Sollecitato più volte dall’architetto Di Bugno, il dottor Brogi, in rappresentanza di Lazzi, ha così replicato: “I lavori stanno andando avanti come da protocolli, siamo nei tempi. Sulla mancata Fidejussione, nessuno le fa ad aziende in liquidazione ma ci stiamo ancora muovendo per cercare una soluzione”.
Ad entrare nel merito dell’intervento di bonifica è il dottor Chichinè della ditta Sa3: “Questo tipo di contaminazioni è particolarmente difficile da eliminare – spiega – Si tratta di livelli molto bassi anche se superiori a quelli previsti dalla legge. Paradossalmente quest’acqua si potrebbe utilizzare per scopi idro-potabili. Il terreno è stato bonificato e le operazioni stanno proseguendo. Per accelerare i tempi abbiamo proposto l’utilizzo di tecnologie innovative che in altri contesti si sono rivelate efficaci anche se non c’è un’ampia letteratura in materia. Con questa nuova procedura la bonifica si potrebbe concludere in tempi ragionevolmente brevi. Non esistono altre alternative, dato che con le metodologie tradizionali non si riesce a rimuovere completamente gli inquinanti”.
Nel suo intervento, Chichinè ha anche precisato che nell’ultima analisi delle acque, datata dicembre 2018, è risultato un lieve aumento della concentrazione di inquinanti causato, secondo il tecnico, dalle forti precipitazioni degli ultimi giorni.

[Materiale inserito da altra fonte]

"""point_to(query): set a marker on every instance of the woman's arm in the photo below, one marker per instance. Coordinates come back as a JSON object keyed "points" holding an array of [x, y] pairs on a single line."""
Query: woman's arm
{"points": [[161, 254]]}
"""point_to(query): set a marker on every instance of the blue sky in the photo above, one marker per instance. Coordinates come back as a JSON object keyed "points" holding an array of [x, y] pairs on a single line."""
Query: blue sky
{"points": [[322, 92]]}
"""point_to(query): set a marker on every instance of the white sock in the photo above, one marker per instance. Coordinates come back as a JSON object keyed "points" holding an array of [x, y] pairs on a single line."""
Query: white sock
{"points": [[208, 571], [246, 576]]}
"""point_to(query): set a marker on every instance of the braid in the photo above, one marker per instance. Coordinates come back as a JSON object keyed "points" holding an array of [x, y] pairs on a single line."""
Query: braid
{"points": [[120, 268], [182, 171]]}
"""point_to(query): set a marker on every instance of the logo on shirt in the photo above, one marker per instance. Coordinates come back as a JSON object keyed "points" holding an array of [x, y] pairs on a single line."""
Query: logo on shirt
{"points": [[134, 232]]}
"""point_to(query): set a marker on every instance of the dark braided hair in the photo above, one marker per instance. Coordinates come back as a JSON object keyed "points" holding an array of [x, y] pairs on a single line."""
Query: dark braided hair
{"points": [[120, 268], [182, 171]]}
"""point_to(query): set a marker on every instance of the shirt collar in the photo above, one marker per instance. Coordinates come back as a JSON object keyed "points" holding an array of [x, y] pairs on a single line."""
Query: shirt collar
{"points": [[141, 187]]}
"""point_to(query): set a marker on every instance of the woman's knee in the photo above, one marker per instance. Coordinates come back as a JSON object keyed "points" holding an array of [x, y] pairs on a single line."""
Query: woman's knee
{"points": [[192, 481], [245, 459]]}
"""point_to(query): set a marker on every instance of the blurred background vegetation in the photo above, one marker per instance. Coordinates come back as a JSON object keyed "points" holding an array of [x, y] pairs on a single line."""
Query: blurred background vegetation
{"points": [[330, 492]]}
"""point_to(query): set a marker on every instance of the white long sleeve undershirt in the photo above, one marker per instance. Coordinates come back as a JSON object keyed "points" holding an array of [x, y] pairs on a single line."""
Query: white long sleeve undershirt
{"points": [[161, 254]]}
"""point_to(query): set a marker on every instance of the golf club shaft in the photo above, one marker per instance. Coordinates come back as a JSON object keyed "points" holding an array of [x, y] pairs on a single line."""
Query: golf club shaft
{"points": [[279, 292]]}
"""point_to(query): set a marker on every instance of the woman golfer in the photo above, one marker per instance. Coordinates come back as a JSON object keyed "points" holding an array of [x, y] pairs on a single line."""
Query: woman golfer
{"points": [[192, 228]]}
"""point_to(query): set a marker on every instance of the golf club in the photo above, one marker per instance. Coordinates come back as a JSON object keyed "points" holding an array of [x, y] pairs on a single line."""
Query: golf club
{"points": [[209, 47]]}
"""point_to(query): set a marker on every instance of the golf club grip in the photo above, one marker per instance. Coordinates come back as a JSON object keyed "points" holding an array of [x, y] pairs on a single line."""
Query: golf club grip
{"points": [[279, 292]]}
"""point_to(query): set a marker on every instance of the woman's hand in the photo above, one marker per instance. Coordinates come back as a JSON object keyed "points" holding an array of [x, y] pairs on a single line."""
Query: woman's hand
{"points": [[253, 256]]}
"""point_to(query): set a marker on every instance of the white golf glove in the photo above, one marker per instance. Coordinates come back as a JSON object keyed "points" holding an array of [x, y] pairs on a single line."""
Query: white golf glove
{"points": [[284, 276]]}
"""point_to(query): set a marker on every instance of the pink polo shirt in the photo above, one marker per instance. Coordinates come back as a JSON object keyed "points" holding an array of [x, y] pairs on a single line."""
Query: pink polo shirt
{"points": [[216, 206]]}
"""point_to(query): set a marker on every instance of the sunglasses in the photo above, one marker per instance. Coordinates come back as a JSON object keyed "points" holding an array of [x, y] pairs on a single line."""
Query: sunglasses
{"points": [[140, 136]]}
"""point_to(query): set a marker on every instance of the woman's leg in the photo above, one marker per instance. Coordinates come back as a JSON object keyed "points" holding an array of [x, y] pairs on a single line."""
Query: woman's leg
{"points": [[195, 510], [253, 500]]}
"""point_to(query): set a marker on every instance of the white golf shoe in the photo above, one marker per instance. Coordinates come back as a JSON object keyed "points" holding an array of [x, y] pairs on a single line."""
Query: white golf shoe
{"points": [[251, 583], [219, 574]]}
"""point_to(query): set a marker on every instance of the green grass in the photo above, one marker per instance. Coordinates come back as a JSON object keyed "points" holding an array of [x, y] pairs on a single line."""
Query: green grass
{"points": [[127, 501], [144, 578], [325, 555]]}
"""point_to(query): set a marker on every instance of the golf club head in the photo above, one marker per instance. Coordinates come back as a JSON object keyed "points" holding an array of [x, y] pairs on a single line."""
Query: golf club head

L’esposizione fin qui fatta dai soggetti intervenuti non è stata affatto apprezzata da Giuseppe Pardini, che non ha nascosto tutta la sua rabbia: “È vero – afferma – che prima c’era una fidejussione ma il Comune l’ha lasciata scadere, avrebbe potuto cautelarsi sequestrando i beni immobili di Lazzi. Quanto al rispetto dei tempi previsti, previsti da chi? Sono passati 10 anni, sono scadute tutte e garanzie e noi non abbiamo intenzione di mettere fuori più una lira. Nel nuovo piano che è stato presentato si parla di 5 anni e di cifre che oscillano tra gli 800mila euro e il milione. Chi le mette le garanzie? Sottolineo poi che oltre quelle del 2018 le ultime analisi di Arpat erano del 2015. Evidentemente l’ente va avanti per conto suo”. Pardini ha anche lamentato il fatto che non sia stato permesso di intervenire durante la seduta ai tecnici che lo supportano in questa vicenda.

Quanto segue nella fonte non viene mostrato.